This Oregon Field Guide story begins with a multi-million-dollar failure. Just outside the boundary of the Newberry Crater National Monument, an energy company spent millions of dollars to drill test wells two miles deep in hopes of striking hot water. Unfortunately, there was no water. But the exploration didn’t stop there. Tune in to the stations of Oregon Public Broadcasting on Thursday, February 16 at 8:30pm and find out how these hot dry wells might just lead to a revolutionary advance in renewable energy.
Newberry Geothermal – The Newberry Crater is actually an enormous active volcano. A 9,000-foot mountain once stood here before it collapsed 75,000 years ago, forming the giant hole we see today. It’s erupted many times since then, most recently around 1,300 years ago. Scientists figured that the area around Oregon’s largest volcano would be a good source of geothermal energy.
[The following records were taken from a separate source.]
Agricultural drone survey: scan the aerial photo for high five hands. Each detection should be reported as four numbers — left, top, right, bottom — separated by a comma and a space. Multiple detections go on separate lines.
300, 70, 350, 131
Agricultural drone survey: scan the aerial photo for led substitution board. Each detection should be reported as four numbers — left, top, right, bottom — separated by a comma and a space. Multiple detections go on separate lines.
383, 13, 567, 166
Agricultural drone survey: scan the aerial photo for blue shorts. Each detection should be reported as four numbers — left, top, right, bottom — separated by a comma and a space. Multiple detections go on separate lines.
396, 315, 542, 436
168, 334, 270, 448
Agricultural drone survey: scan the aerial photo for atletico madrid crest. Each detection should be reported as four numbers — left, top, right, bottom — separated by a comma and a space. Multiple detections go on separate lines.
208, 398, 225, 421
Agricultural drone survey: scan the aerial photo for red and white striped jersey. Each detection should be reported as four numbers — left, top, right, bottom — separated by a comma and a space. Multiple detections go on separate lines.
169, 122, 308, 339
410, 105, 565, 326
Indeed, the rock lying at the end of the 10,000-foot wellhead initially bored, measured around 600 degrees Fahrenheit. But since there was no water, the experiment has taken a new tact. Now the plan is to create massive reservoirs two miles under ground. The earth would heat the cold water injected into fissures in the rocks and pumps would bring the hot water back out for energy production. Field Guide examines the process, its potential and the problems involved in taping some of the endless heat trapped in the earth’s core.
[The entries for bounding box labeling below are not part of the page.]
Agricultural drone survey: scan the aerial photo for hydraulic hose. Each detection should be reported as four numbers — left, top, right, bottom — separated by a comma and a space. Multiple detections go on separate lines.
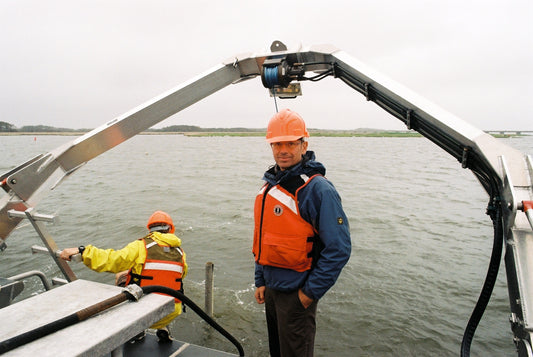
142, 285, 244, 356
0, 285, 244, 356
461, 204, 503, 357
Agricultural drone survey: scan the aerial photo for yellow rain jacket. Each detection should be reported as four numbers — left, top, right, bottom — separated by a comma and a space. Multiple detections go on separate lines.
79, 232, 188, 329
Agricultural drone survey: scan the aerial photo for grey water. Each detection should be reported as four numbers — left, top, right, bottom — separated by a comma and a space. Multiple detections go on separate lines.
0, 135, 533, 356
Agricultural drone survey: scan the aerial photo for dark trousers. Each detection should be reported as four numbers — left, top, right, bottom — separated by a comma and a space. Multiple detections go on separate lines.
265, 288, 317, 357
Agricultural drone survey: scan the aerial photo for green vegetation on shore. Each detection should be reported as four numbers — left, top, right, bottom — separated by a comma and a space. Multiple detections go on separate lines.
0, 121, 521, 138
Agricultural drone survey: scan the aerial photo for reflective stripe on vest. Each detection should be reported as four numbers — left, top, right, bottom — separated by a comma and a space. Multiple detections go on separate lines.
253, 175, 316, 272
127, 235, 185, 303
144, 262, 183, 274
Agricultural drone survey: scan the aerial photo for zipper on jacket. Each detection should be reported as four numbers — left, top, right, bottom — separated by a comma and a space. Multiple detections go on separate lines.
257, 183, 274, 263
Beacon Rock – Jim Opdycke lives life by the fingertips. He’s known as the unofficial “mayor” of Beacon Rock. Opdycke has climbed this spectacular basalt monolith in the Columbia gorge for over 40 years and has contributed perhaps more than anyone to the unique climbing culture of Beacon. It’s one of the toughest big-wall climbs in the Northwest. Field Guide joins Jim on a climb up the 900-foot face, cameras in tow, to learn about the specialized style of climbing known as “trad” – considered the most pure of climbing styles.
Ditch Fish – Grass seed farmers in the Willamette Valley found out they’re not just growing grass in their fields; they’re also raising native fish in farm ditches running through their acreage. Although dry during the summer, these ditches fill with water during the winter and connect to streams that feed the Willamette River. OSU researchers recently discovered young native fish thriving in this unexpected habitat.
Videos of the stories featured on FIELD GUIDE are available at opb.org/programs/ofg/ or watch entire programs at watch.opb.org.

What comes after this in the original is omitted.